Now if I had wings like an angel
O-ver these prison walls I would fly
And I’d fly to the arms of my poor darlin’
And there I’d be willing to die
Once again, the Oklahoma Historical Society has this to say…
Brumley claimed that while picking cotton, he was humming the “Prisoner’s Song” and decided it would make a great gospel tune. It took him three years to finish and was published in 1932 as “I’ll Fly Away.” Brumley had to sue the Recording Corporation of America (RCA) three times for royalties, as so many people sang the song that the company thought it was in the public domain. He also wrote “Turn Your Radio On,” which became popular among country singers. Other songs are “Jesus, Hold My Hand,” “I’ll Meet You in the Morning,” “If We Never Meet Again,” and hundreds more.
“I’ll Fly Away” took off, so to speak. It’s been recorded over hundreds of times and now appears in multiple Protestant hymnals.

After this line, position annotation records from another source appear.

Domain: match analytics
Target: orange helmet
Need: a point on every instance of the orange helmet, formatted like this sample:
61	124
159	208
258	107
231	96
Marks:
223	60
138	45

Alfred Brumley’s legacy continues with the Brumley Music Company, run by his descendants. Last held in 2017, The Brumley Gospel Sing featured many of his songs. The “I’ll Fly Away Foundation” seeks to get children more involved in music. It provides music scholarships as well as song writing opportunities and competitions for students.
The Baptist hymnal had linked 2 Corinthians 5:8 to the song – “We are confident, I say, and willing rather to be absent from the body, and to be present with the Lord.” However, that text is only tangentially related to the song. The song has little to do with scriptures at all. In fact, the text is so generic that it could hardly be considered Christian at all. The only religious phrases are “God’s celestial shore..” (which god? where?) and repetition of the phrases “hallelujah” and “O glory” in the chorus. The imagery could be used with just about any faith. It reminds me of some of the old spirituals that had a double meaning, a life after death or a life of freedom from slavery.
But maybe that’s the song’s appeal. Its themes of universal longing apply to so many situations. The tune is catchy and easy to remember. Like so many great bluegrass hits, it leaves room for instrumental improvisation. It can be as complicated or as simple as one desires. Sure, it can get old, but so can any song played often enough. Even so, I’m sure that as long as I continue to attend jam sessions with my banjo I’ll be playing “I’ll Fly Away.”